For good reason, Munge has his special school named Bayleaf Kitchens where young people are trained to become chefs. “Having reached this point I felt that I should give back to the community. It is a kitchen (Bayleaf Kitchens) within which I share my experiences (practically) to provide my students with reliable skills. So I teach them here and later on release them to the market,” he says.
Leah Midamba who runs Emerald Events has also moved to defend her market by employing unique strategies. For her, the realities in the events industry are harsh that you have to think outside the box. While working for a Kenyan gospel band as an administrator, Just a Band, her interest in events grew. “I always helped with all our concerts and I stuck around personalities who had already made it in the industry. After a while, I felt the need to have my own company.
“I have to admit that volunteerism also helped me get my name out there. I used to do community work and in return I would get my logo on the posters and fliers. That way, Emerald Events remained in people’s minds.”
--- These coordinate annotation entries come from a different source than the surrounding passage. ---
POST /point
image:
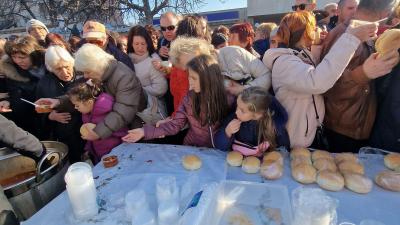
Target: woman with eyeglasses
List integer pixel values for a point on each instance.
(242, 35)
(299, 81)
(308, 5)
(154, 83)
(23, 67)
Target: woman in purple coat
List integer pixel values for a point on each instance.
(202, 109)
(94, 106)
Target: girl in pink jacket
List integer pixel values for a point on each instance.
(202, 109)
(94, 106)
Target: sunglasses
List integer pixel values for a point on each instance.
(170, 28)
(301, 7)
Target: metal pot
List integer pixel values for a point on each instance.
(34, 188)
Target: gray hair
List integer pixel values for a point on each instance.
(56, 55)
(377, 5)
(90, 57)
(341, 3)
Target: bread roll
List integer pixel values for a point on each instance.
(85, 127)
(304, 173)
(357, 183)
(325, 164)
(388, 180)
(388, 41)
(300, 160)
(320, 154)
(347, 156)
(271, 170)
(191, 162)
(330, 181)
(234, 158)
(273, 156)
(251, 165)
(300, 152)
(392, 161)
(351, 167)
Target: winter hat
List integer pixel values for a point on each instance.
(94, 30)
(218, 39)
(35, 23)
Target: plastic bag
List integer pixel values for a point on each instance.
(312, 206)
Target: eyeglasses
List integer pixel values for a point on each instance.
(170, 28)
(301, 7)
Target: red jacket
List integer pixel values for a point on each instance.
(179, 85)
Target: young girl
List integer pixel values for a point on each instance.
(257, 125)
(95, 106)
(203, 107)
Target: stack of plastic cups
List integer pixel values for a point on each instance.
(168, 200)
(137, 208)
(81, 191)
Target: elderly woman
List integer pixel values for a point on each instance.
(22, 67)
(299, 81)
(63, 123)
(118, 80)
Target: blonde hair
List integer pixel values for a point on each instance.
(55, 55)
(295, 26)
(266, 28)
(189, 45)
(90, 57)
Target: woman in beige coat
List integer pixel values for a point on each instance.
(298, 81)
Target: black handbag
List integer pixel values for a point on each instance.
(320, 140)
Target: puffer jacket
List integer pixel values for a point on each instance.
(18, 84)
(295, 81)
(238, 64)
(154, 84)
(102, 106)
(198, 135)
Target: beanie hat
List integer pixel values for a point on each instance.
(94, 30)
(35, 23)
(218, 39)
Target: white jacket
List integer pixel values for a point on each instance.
(295, 82)
(155, 85)
(237, 64)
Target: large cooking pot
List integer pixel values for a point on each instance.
(30, 186)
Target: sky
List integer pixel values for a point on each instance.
(214, 5)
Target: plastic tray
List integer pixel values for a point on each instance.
(245, 203)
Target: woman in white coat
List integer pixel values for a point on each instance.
(142, 53)
(299, 81)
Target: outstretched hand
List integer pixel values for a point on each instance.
(134, 135)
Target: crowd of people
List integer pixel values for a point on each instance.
(314, 80)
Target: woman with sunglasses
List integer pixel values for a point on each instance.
(308, 5)
(23, 68)
(299, 81)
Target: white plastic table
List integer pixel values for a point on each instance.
(141, 164)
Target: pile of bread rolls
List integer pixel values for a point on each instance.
(272, 165)
(249, 164)
(271, 168)
(330, 173)
(390, 179)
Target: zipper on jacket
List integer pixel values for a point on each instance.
(305, 135)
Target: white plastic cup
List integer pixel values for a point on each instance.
(135, 203)
(81, 190)
(166, 189)
(144, 218)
At the heart of events-business are two vital things. The first is making sure that you deliver to your clients the best services and on time. Secondly, the trade game is one of passion. Event organizers thrive on getting it right with the client and with the rest of the people they employ. As your clientele grows you need to bring on board people who share the same passion. Building on this will make your competitive edge sharper in a tiny but congested market.
Ronald Ombok, a fumigation expert, sought the services of an events-organizer when his first born daughter celebrated her birthday a while back. “I had a lot of work on my plate and because time was running out I decided to hire someone to organise the bash,” says Ombok. Although he parted away with Sh30,000 which, according to him, is a good deal. The more cost effective one usually goes for Sh100,000 but the prize can shoot to Sh500,000, depending on the size and scope of the event.
The outlook for events management industry is good but things can get difficult at times. Mr Danson of Bayleaf says: “nothing comes easy. It takes God’s favour and hard work to make it in life and even those who have made it still have to work hard because there is always something new to learn and implement every day.”